By 7.30 all the backless concrete benches in the waiting area were occupied. The ferry, invisible beyond a ramshackle shed, could only be boarded when someone unlocked a wire-mesh gate giving access to a narrow walkway. At 9.00 the gate remained locked but my companions cheerfully assured me we’d soon be sailing. By 10.00 most people looked less cheerful and by 11.00 many were restive. At 11.20 a uniformed official announced ‘No fuel’. He pointed to the problem, an antique tanker-barge immobilised halfway across the bay.
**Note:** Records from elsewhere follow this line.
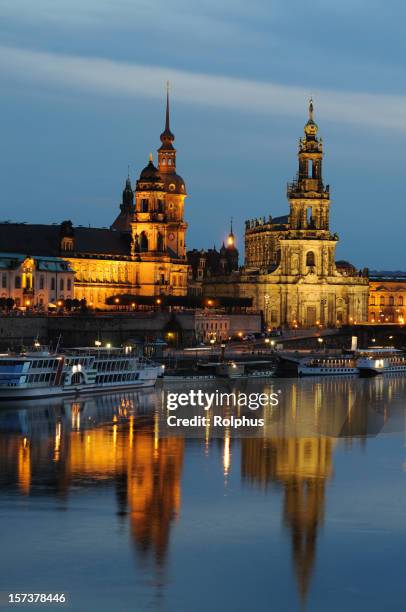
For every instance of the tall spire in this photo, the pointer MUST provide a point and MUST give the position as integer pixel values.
(311, 109)
(231, 237)
(167, 129)
(311, 127)
(167, 137)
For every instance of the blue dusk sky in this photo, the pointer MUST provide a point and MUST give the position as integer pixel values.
(82, 96)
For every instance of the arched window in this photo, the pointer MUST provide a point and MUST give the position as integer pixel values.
(310, 259)
(160, 243)
(143, 242)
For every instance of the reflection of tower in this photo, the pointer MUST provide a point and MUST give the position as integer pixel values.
(153, 489)
(301, 466)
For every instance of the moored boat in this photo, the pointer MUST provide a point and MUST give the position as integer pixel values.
(381, 360)
(328, 366)
(39, 374)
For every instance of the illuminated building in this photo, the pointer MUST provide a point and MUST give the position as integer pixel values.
(142, 254)
(204, 264)
(290, 269)
(387, 297)
(35, 280)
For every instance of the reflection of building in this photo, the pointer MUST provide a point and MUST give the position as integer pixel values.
(301, 466)
(143, 253)
(387, 297)
(38, 280)
(145, 469)
(153, 481)
(290, 267)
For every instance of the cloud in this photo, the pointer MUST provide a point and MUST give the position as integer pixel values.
(115, 78)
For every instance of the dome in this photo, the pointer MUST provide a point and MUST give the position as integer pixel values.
(150, 173)
(311, 128)
(174, 184)
(346, 268)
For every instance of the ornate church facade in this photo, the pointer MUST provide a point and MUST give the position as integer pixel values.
(143, 253)
(290, 269)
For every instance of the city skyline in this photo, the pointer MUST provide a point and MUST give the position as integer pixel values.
(78, 112)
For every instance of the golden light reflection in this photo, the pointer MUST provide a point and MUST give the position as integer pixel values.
(226, 453)
(24, 467)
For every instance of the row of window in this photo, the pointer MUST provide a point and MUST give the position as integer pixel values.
(109, 366)
(382, 301)
(41, 283)
(35, 378)
(144, 205)
(44, 364)
(213, 326)
(108, 378)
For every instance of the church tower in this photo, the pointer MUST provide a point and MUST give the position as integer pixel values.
(308, 198)
(309, 247)
(175, 189)
(123, 221)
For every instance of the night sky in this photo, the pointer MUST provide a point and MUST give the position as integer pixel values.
(82, 96)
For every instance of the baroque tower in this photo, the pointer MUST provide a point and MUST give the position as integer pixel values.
(175, 189)
(290, 270)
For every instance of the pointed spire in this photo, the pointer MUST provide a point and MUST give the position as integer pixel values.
(311, 109)
(167, 137)
(311, 127)
(167, 128)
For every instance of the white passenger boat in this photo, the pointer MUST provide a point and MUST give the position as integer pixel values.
(381, 360)
(328, 366)
(40, 373)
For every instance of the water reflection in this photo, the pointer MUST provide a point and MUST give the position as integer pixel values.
(120, 441)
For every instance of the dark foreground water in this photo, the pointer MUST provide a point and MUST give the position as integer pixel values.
(100, 501)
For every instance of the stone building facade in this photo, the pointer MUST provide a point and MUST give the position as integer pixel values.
(35, 280)
(290, 268)
(143, 253)
(211, 262)
(387, 297)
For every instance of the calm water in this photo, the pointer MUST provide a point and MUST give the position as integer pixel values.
(98, 499)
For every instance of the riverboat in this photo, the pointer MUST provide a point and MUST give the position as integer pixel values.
(381, 360)
(40, 373)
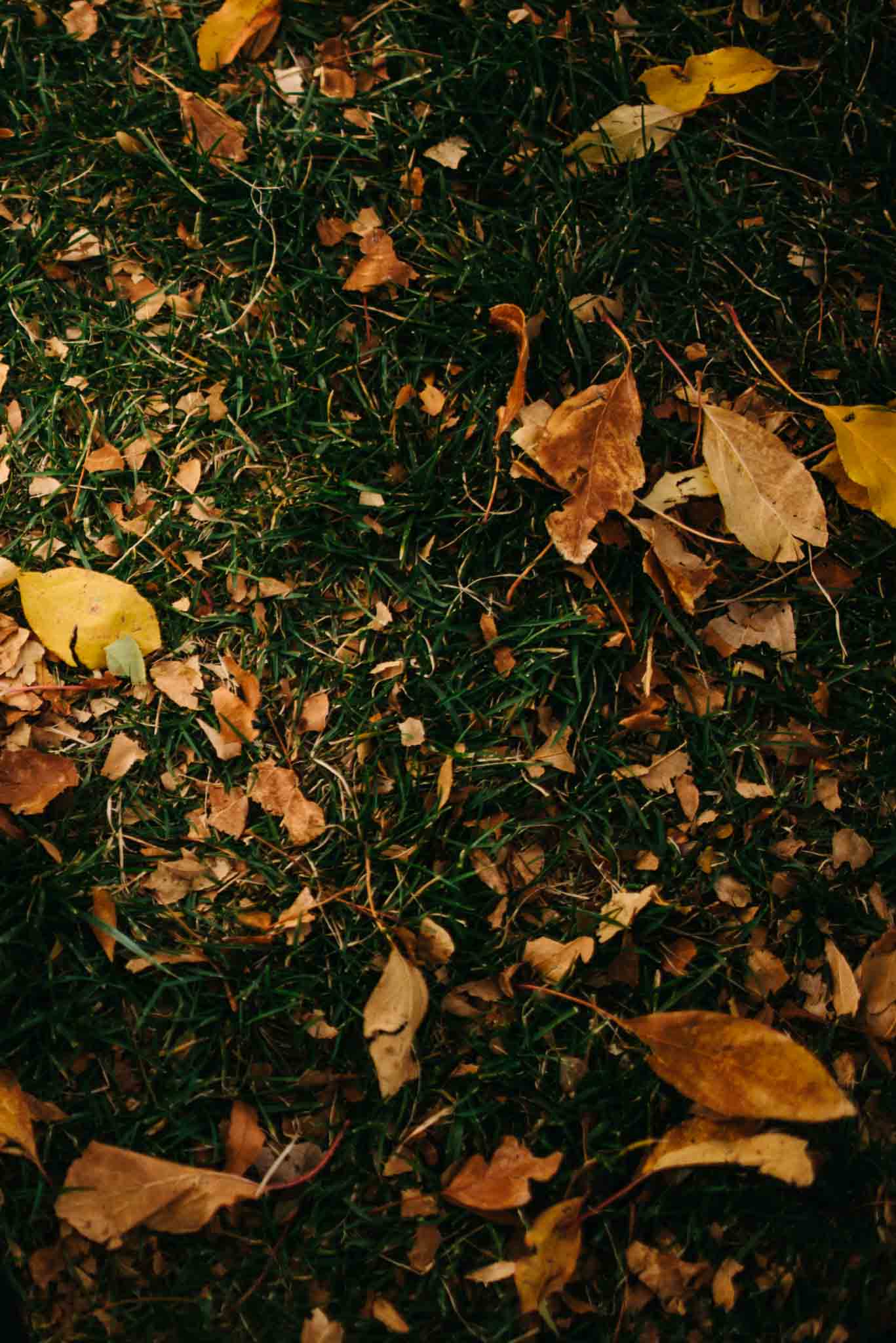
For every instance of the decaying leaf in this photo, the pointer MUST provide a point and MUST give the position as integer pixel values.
(555, 1240)
(769, 496)
(504, 1181)
(739, 1068)
(109, 1190)
(89, 610)
(391, 1017)
(628, 132)
(712, 1142)
(226, 33)
(590, 448)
If the ferry couldn’t sail by 4.00 p.m. a truck-bus would take us to Jagua the long way round: twenty-five miles instead of six. Cuba’s oil reserves are kept for emergency vehicles, priority being given to ambulances, then fire-engines, then police vehicles – an interesting order. Tourist buses (to Clara’s indignation) have a separate reserve supply organised by private enterprise with the government’s reluctant blessing.

I decided to try again the next morning and spent the rest of the day touring Cienfuegos’s renowned cemeteries. One, a National Monument, dates from the 1830s and is densely populated by larger than life angels. The other (1926) is park-like, its ‘gate lodge’ a replica of the Parthenon, its neo-classical tombs including a monument to the 5 September Martyrs. These young men died in 1957 when local revolutionaries joined the Rebel Army in an unsuccessful attempt to capture Cienfuegos’s important naval barracks.